*** Midnight Oil
REDNECK WONDERLAND
(Sony)
Midnight Oil may never
again achieve as potent a mix of music and message as they did on their
visceral classics 10,9,8,7,6,5,4,3,2,1 and Diesel & Dust, but
they're gonna bleed their guts out trying. This CD's "White Skin Black Heart,"
with its charges of neo-Nazism, is the most potent hate letter any '90s outfit
has written to race-baiting politicians. "Seeing Is Believing" doesn't just
grieve for a soiled Earth -- it's also about the way we've polluted the human
spirit through the relentless exploitation of, well, everything. For that
matter, the whole album, with its mournful portraits of corporate egotists at
the helm and ineffectual statesmen and complacent citizens, is a bleak, bleak,
bleak view of modern times reinforced by Peter Garrett's atypically low-key
vocal delivery and the CD's high population of ballads and minor-key
melodies.
Which puts Redneck Wonderland (in stores this Tuesday) in a bind.
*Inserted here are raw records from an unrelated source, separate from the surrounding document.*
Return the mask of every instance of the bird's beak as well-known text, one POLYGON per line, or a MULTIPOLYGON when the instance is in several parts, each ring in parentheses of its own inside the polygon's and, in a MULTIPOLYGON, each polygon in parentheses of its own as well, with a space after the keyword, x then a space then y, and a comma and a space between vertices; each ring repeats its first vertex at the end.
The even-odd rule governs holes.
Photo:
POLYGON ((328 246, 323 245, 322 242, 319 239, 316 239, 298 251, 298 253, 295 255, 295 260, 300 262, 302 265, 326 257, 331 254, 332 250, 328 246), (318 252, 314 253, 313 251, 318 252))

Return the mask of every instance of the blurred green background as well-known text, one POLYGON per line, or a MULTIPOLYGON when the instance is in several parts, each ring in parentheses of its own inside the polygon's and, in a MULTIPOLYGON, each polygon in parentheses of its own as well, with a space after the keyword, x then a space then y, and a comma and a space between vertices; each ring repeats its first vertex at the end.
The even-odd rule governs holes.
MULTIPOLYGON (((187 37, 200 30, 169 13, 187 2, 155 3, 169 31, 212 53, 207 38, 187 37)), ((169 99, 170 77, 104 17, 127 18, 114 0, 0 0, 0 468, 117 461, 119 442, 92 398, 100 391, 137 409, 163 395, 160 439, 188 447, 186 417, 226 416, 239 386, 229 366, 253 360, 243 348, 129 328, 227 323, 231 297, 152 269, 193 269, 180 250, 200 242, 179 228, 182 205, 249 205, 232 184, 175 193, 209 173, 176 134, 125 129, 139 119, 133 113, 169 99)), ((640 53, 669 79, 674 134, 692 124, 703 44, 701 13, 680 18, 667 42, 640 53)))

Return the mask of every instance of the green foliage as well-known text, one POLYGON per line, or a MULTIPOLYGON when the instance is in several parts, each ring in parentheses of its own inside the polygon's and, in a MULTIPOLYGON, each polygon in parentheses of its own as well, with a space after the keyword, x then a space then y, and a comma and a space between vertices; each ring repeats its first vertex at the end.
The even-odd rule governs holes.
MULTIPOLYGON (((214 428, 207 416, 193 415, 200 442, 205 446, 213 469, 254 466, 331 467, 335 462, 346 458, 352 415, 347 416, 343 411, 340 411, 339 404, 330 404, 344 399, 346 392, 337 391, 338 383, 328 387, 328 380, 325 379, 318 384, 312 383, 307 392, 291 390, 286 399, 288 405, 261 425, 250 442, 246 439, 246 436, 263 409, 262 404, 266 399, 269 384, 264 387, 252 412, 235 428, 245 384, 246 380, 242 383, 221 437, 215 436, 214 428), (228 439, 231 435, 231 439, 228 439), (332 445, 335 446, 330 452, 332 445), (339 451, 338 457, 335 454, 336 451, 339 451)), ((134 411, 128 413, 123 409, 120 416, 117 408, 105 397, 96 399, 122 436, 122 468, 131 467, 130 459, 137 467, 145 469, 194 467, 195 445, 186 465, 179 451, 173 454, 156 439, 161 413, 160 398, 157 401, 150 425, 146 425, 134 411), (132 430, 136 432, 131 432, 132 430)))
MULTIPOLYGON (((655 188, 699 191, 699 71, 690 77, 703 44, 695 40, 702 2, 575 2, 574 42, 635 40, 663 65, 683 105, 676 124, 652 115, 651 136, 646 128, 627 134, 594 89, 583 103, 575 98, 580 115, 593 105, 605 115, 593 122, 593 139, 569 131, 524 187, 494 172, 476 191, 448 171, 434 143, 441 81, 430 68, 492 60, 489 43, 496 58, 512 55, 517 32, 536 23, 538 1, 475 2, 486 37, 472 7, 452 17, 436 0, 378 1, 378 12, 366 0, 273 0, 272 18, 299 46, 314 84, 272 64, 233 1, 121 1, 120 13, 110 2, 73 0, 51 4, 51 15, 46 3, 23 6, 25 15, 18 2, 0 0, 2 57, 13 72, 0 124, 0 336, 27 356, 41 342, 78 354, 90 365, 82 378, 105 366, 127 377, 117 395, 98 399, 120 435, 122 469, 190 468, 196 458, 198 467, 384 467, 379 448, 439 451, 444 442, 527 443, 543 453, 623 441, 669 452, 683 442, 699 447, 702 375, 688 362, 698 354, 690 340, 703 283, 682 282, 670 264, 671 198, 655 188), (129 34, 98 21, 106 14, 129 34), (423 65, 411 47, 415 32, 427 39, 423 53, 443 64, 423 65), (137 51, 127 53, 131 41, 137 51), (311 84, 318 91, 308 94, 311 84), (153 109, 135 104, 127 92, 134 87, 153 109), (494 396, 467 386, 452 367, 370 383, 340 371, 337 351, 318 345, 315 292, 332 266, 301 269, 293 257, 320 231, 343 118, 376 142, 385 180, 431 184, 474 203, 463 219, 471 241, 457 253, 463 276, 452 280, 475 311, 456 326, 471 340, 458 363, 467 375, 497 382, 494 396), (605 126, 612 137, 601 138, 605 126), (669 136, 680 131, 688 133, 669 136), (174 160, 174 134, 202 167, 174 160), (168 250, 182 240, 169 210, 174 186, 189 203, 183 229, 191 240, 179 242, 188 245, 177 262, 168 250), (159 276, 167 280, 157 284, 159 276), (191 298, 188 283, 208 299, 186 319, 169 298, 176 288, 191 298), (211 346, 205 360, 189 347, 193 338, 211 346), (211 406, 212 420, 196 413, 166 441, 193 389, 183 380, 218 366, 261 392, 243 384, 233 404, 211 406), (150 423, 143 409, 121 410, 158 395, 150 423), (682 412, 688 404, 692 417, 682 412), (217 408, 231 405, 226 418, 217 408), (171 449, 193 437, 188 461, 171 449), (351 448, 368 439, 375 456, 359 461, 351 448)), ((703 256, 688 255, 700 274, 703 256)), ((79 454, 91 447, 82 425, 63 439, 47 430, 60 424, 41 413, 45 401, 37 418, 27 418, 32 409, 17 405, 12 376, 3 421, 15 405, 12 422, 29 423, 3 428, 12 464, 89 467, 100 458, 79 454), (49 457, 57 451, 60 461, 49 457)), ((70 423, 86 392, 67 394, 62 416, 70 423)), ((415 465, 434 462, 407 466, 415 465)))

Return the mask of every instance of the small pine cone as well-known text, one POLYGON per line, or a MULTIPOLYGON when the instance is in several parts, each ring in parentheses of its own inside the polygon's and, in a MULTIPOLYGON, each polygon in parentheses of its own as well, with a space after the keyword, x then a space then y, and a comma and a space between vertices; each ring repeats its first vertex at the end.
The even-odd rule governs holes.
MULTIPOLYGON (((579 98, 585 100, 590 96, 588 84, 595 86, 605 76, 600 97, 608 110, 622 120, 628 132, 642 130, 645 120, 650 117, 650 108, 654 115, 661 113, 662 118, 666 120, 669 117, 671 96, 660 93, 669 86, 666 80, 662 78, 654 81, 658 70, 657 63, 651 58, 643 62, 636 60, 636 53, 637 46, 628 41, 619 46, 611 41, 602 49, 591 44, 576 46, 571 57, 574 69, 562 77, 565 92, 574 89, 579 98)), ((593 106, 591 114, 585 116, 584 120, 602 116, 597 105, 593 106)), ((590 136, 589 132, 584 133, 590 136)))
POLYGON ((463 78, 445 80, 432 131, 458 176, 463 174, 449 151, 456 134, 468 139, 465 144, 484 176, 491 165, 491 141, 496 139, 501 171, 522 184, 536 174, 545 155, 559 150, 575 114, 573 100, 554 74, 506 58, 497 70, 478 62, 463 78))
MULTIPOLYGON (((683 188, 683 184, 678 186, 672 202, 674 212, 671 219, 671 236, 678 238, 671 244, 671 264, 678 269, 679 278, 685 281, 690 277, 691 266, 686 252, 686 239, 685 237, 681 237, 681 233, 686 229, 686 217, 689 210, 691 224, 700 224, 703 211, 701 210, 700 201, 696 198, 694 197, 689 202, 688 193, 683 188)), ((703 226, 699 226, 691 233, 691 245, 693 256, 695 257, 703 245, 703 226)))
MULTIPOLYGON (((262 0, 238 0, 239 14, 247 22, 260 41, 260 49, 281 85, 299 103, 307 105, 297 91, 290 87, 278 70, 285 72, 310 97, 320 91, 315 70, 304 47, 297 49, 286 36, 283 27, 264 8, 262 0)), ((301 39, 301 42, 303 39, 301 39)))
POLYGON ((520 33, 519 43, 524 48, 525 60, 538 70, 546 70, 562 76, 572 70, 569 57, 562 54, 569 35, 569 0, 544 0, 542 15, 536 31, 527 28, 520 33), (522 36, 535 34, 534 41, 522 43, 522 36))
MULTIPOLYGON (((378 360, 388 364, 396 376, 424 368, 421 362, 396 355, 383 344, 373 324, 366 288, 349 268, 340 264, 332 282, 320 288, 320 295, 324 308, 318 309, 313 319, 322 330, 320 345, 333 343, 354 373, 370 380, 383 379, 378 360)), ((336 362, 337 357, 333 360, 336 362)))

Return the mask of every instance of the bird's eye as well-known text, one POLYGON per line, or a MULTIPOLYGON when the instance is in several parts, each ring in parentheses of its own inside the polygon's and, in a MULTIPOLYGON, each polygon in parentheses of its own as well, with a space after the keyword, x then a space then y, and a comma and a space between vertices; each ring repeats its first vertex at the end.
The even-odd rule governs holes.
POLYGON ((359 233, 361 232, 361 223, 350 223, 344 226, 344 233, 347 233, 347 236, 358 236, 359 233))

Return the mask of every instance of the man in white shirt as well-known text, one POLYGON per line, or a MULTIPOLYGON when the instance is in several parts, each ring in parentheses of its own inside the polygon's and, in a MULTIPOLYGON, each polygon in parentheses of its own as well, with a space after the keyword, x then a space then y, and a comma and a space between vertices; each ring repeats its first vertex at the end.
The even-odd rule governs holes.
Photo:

Midnight Oil are always best when they rock, which they've done with
brass-knuckled authority -- even when singing about genocide -- and which has
helped keep the group from seeming too preachy and dour. But it's obvious from
these lyrics that Garrett and crew now think we're all about to be left
swinging in the wind. And rocking out might trivialize that, or encourage some
listeners to cruise over the meanings of these 12 tales. It's a tricky balance
-- setting music and message to equal weight. Here, message tips the scales.